315. LABERINTO, de Palosanto 2
Me perdí en un bosque de encinas, olmos y pequeños arbustos. Cuando trataba de orientarme, los búhos y musgos me regañaron diciendo que yo no era escritor. (Pensé que en algo tenían razón, pues si lo fuera, sabría salir del atolladero).

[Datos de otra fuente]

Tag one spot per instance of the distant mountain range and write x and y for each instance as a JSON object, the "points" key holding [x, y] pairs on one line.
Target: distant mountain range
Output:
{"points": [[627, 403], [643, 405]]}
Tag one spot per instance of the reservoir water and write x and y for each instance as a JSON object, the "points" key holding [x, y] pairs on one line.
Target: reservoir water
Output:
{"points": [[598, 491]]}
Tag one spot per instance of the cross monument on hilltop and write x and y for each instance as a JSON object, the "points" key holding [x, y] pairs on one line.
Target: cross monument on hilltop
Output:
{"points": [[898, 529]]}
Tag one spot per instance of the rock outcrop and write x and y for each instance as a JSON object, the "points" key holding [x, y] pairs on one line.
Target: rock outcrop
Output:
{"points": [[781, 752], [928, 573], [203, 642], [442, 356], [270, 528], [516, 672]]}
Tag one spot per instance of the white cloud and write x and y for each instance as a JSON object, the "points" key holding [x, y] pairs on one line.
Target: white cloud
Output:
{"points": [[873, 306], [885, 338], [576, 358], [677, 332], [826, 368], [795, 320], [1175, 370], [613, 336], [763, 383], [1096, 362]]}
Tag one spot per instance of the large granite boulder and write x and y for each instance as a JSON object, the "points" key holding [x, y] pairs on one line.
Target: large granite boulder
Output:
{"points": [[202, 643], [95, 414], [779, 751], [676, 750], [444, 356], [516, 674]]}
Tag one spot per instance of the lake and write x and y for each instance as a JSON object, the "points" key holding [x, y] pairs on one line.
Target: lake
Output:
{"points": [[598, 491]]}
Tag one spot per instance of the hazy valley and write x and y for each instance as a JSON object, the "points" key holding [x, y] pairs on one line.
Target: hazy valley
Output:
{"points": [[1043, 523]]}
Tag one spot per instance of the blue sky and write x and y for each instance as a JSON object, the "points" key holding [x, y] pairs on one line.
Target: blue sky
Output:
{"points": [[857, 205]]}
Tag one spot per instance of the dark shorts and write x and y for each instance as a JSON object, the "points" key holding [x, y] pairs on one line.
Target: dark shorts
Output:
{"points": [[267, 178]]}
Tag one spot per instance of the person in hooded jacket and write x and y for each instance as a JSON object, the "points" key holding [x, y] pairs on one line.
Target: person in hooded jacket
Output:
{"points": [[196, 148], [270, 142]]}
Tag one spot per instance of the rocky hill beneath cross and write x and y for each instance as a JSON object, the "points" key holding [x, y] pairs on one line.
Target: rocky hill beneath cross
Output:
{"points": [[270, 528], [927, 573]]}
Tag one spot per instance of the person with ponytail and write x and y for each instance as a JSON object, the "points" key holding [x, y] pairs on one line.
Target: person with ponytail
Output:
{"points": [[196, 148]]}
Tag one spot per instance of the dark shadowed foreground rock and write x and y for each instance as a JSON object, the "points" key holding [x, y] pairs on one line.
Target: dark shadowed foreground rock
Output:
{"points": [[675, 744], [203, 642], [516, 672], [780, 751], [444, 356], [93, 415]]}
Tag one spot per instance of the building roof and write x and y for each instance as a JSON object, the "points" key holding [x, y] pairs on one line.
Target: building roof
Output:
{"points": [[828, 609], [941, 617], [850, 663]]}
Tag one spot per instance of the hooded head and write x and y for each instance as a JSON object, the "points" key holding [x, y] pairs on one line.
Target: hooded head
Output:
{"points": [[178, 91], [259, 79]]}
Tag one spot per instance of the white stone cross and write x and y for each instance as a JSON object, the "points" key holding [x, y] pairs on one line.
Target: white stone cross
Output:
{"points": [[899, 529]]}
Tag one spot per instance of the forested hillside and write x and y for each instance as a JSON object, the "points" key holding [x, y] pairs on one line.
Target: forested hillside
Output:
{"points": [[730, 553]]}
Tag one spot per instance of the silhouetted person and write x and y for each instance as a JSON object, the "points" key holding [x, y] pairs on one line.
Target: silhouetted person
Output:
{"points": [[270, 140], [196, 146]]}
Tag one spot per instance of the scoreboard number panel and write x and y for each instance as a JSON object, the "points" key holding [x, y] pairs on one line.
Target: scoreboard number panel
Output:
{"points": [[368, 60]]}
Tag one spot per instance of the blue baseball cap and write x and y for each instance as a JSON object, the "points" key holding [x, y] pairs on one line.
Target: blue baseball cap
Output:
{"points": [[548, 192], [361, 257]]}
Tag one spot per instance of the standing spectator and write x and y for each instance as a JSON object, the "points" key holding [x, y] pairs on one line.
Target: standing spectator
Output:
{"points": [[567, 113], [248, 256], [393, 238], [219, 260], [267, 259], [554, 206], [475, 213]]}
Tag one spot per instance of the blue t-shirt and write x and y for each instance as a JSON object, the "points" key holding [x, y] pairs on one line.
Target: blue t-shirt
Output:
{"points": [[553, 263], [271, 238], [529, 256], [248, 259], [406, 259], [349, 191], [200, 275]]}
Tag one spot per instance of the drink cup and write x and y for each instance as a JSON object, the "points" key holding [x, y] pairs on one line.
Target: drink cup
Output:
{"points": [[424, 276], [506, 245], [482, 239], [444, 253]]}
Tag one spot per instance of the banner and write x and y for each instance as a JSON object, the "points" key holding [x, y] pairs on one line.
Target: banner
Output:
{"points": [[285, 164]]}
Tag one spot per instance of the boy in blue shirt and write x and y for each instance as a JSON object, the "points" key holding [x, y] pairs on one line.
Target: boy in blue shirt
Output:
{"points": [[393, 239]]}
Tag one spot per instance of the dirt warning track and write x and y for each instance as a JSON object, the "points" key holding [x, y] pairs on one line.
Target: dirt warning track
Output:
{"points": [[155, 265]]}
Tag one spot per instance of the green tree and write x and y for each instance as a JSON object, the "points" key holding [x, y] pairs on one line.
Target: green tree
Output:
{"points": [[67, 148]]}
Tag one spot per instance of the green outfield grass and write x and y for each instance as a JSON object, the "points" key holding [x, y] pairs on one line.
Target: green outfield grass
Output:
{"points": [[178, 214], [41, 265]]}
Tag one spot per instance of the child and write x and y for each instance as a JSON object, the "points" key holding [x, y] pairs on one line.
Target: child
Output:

Un zorro viejo, amo del lugar, recriminó mi falta de originalidad. Todos empezaron a ulular y con la caída del sol mi situación se tornó desesperante. Sabía que ya estaba casi en la mitad del bosque, luego empezaría a salir. Sólo debía esmerarme en no desesperar. Seguían diciéndome que no podría contar una historia en doscientas palabras. (Lograrlo sería salir del lúgubre acertijo). Pero pude entender que las ciudades, los bosques y los textos se conforman de seres necesarios: hombres, árboles y palabras; cada uno conservando su individualidad. Apareció entonces el árbol más grande que yo haya visto y con gruesa y grave voz dijo: —Ya estás saliendo de tu encierro, has pasado la noche intentándolo, mereces ver el sol del nuevo día.
Nadie lo creerá, pero los árboles se alinearon para permitir mi paso triunfante. Extenuado miré hacia atrás y quedé estupefacto: solamente había doscientas palabras en hileras, como una cascada, separadas por hierba, bellotas y algunas florecillas.